A. The owner of a mark that is famous in this state shall be entitled, subject to the principles of equity, to an injunction against another's use of a mark, commencing after the owner's mark becomes famous, that causes dilution of the distinctive quality of the owner's mark and to obtain other relief as is provided in this section. In determining whether a mark is famous a court may consider factors such as, but not limited to:
(1) the degree of inherent or acquired distinctiveness of the mark in this state;
(2) the duration and extent of use of the mark in connection with the goods and services;
(3) the duration and extent of advertising and publicity of the mark in this state;
(4) the geographical extent of the trading area in which the mark is used;
(5) the channels of trade for the goods or services with which the owner's mark is used;
(6) the degree of recognition of the owner's mark in its trading area and in the other's trading area, and in the channels of trade in this state; and
(7) the nature and extent of use of the same or similar mark by third parties.
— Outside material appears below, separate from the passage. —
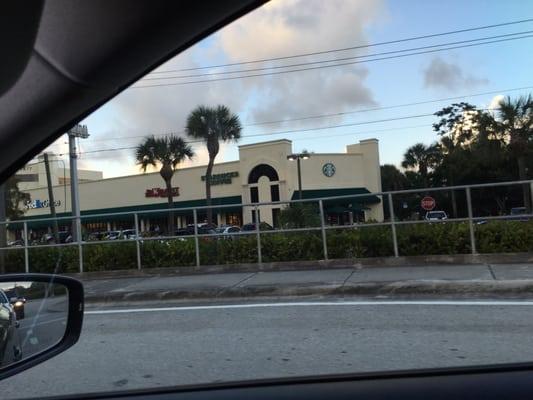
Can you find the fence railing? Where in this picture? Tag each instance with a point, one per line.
(323, 227)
B. The owner shall be entitled only to injunctive relief in this state in an action brought under this section, unless the subsequent user willfully intended to trade on the owner's reputation or to cause dilution of the owner's mark. If willful intent is proven, the owner shall also be entitled to the remedies set forth in the Trademark Act, subject to the discretion of the court and the principles of equity.
History: Laws 1997, ch. 197, § 15.
Proving famousness. — With no evidence of the fame of the Thermafil mark in New Mexico, no argument why Thermafil would be considered famous under New Mexico law, and concessions that Thermafil is not famous outside the endodontic marketplace and that federal law requires such fame, the court dismissed the defendants' unfair competition claim based on trademark dilution. Guidance Endodontics v. Dentsply Int'l, Inc., 708 F.Supp.2d 1209 (D.N.M. 2010).
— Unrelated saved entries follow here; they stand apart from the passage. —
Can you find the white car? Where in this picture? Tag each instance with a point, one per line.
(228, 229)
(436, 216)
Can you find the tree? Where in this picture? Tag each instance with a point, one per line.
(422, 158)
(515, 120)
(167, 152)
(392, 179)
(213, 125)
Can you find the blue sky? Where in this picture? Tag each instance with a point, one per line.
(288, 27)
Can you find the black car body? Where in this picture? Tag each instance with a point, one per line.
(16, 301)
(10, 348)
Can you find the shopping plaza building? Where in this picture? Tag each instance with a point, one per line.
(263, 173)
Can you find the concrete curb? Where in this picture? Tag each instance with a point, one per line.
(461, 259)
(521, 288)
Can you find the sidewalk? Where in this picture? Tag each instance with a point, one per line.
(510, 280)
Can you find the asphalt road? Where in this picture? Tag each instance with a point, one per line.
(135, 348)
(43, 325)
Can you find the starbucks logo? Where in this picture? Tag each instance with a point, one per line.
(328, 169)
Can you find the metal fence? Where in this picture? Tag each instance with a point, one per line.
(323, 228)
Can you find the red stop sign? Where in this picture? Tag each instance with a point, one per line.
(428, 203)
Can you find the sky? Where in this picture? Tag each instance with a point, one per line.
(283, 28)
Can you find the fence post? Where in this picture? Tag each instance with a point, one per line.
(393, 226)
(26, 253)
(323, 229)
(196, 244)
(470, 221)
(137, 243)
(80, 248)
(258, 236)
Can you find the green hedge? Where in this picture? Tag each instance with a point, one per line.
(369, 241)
Section not limited to noncompeting products. — Despite the "notwithstanding" clause at the end of former 57-3-10 NMSA 1978 could not be limited to cases involving noncompeting products. Jordache Enters., Inc. v. Hogg Wyld, Ltd., 828 F.2d 1482 (10th Cir. 1987).
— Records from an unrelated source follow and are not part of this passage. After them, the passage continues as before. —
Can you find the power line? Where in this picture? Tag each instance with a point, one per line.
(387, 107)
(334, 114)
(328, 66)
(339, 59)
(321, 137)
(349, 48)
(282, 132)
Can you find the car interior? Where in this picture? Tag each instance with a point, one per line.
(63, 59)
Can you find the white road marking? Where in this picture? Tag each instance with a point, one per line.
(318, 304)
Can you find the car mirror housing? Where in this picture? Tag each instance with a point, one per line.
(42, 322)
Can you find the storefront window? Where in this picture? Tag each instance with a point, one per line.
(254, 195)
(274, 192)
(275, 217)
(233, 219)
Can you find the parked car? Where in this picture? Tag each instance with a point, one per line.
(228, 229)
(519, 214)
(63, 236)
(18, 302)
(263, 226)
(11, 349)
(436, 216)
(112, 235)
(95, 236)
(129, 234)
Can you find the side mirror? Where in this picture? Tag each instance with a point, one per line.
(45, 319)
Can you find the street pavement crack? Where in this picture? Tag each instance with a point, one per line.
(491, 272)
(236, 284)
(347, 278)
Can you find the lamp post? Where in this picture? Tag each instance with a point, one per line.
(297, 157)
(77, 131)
Association of trademarks for parody purposes without corresponding association of manufacturers, which might confuse the consumer as to who is the actual manufacturer, does not tarnish or appropriate the good will of the manufacturer of the high quality similar product. Jordache Enters., Inc. v. Hogg Wyld, Ltd., 828 F.2d 1482 (10th Cir. 1987).
Am. Jur. 2d, A.L.R. and C.J.S. references. — What constitutes "famous mark" for purposes of federal Trademark Dilution Act, 15 U.S.C. § 1125(c), which provides remedies for dilution of famous marks, 165 A.L.R. Fed. 625.